Re: Simultaneous calculation on CPU-only nodes and CPU/GPU node (with or without rCUDA)

From: Axel Kohlmeyer (
Date: Mon May 28 2012 - 14:58:53 CDT

On Sun, May 27, 2012 at 10:10 AM, Benjamin Merget
<> wrote:
> The problem is, that I can only reach up to about 25% gpu utilization of
> each of the 4 Tesla cards. I thought that maybe I could increase the GPU
> utilization by creating more processes to bind to the Tesla cards. But to do
> so, I need more CPUs, i.e. the CPUs of my CPU-only nodes...

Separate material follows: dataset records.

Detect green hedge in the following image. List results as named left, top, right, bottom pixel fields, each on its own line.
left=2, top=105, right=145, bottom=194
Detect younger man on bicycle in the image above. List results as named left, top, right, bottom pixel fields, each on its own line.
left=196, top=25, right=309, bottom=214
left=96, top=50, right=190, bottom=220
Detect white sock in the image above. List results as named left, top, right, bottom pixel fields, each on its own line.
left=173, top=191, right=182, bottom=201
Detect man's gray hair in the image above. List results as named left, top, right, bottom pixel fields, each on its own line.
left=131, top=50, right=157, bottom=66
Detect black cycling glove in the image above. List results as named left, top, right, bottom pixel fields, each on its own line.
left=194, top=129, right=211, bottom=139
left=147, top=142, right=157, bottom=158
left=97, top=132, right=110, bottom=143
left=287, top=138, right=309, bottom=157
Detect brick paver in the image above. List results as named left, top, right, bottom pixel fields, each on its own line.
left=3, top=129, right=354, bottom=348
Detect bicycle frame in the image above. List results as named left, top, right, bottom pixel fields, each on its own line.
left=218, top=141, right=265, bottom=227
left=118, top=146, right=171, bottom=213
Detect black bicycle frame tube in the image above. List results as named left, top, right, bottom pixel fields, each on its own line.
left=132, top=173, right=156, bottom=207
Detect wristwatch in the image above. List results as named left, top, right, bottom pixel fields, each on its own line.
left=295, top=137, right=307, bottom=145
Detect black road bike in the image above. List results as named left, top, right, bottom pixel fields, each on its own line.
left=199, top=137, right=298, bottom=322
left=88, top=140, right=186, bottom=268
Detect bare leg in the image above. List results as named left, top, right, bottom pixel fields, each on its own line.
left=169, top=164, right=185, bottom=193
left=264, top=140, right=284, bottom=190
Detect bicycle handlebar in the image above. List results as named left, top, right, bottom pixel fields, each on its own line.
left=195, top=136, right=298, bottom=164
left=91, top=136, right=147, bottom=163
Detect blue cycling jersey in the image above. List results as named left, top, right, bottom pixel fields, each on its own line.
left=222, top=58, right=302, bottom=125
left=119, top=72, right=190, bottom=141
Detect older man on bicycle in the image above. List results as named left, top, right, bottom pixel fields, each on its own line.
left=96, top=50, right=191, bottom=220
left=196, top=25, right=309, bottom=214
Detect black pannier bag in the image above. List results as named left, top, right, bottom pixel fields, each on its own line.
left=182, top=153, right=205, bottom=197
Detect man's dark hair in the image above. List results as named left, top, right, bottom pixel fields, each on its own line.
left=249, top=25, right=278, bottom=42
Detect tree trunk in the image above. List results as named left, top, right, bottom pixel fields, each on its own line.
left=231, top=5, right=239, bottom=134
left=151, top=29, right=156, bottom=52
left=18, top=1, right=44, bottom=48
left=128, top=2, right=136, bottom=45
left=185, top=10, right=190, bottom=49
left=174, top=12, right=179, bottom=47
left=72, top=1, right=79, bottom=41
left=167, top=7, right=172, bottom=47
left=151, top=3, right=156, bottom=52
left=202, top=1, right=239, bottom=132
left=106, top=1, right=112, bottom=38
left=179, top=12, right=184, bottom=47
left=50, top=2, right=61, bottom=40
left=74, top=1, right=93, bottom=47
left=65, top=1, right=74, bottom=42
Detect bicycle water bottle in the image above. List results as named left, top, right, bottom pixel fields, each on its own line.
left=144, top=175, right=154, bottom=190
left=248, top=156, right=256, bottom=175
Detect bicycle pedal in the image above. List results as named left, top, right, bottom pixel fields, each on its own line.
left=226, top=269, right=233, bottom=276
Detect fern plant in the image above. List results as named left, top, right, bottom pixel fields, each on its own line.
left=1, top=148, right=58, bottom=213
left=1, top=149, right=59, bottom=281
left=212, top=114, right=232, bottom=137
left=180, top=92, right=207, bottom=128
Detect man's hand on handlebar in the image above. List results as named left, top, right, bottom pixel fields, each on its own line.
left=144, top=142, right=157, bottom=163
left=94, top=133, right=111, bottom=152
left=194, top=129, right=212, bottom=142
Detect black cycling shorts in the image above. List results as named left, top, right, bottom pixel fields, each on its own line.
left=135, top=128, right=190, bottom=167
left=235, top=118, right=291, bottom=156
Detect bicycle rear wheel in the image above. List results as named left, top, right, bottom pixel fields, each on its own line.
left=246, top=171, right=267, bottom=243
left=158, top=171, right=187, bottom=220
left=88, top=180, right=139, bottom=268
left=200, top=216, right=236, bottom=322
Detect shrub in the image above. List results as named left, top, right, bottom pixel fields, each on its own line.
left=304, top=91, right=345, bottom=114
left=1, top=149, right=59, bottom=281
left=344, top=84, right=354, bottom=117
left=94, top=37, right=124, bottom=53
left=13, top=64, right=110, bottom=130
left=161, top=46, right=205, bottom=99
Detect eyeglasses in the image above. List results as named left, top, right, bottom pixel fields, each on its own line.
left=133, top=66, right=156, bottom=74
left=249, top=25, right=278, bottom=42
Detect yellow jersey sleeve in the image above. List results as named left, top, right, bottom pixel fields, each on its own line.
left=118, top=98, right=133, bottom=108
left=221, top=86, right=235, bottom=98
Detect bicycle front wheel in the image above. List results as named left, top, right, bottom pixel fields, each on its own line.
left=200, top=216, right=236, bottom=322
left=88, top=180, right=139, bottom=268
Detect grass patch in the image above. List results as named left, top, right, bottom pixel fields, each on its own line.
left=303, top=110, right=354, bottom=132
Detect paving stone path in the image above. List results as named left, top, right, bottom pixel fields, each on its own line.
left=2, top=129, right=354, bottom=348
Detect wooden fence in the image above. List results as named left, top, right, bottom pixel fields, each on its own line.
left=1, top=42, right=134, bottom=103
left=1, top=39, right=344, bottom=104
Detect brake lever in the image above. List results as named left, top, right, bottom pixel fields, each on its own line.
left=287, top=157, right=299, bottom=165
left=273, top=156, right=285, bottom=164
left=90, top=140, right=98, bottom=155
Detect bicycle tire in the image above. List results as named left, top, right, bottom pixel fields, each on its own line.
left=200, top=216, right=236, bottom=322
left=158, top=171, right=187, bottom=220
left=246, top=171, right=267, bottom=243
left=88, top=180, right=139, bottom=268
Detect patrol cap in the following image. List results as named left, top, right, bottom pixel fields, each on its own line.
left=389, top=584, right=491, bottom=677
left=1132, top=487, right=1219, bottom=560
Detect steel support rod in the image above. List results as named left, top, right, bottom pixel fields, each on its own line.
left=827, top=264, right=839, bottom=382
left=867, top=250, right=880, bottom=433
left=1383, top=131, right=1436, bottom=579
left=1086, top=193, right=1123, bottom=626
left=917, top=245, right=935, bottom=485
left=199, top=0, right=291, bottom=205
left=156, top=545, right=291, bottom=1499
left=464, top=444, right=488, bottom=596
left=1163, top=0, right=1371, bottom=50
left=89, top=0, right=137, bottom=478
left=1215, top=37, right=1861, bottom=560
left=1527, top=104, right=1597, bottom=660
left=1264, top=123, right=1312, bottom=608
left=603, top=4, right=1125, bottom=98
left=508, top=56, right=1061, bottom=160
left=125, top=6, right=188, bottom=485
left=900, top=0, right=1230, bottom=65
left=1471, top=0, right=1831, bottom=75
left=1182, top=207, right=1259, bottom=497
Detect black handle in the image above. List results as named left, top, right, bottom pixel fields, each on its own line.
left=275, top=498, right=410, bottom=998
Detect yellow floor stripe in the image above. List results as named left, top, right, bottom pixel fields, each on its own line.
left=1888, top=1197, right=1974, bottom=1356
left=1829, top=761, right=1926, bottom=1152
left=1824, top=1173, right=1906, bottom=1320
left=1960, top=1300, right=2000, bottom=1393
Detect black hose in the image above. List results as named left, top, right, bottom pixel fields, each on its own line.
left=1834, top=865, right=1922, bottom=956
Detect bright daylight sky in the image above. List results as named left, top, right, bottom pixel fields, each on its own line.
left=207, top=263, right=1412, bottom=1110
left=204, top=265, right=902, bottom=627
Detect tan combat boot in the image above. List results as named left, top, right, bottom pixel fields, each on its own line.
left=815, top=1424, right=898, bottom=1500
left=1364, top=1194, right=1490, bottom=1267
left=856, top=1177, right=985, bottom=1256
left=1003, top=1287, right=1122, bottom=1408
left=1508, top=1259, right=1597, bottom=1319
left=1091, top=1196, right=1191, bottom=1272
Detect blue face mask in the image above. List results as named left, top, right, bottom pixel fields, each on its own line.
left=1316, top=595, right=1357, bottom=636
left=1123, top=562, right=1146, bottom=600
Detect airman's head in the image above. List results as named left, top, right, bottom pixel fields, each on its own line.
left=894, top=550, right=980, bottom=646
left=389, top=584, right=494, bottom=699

no. that won't work. if you have a low GPU utilization
then this is more likely due to:
- your simulation system is too small to result in good
  GPU utilization. remember that you need to have sufficient
  GPU work to offset the cost or data transfers to and from
  the GPU and also the non-accelerated work on the CPU.
  attaching more processes to one GPU reduces the latter,
  but increases the number of (competing) data transfers.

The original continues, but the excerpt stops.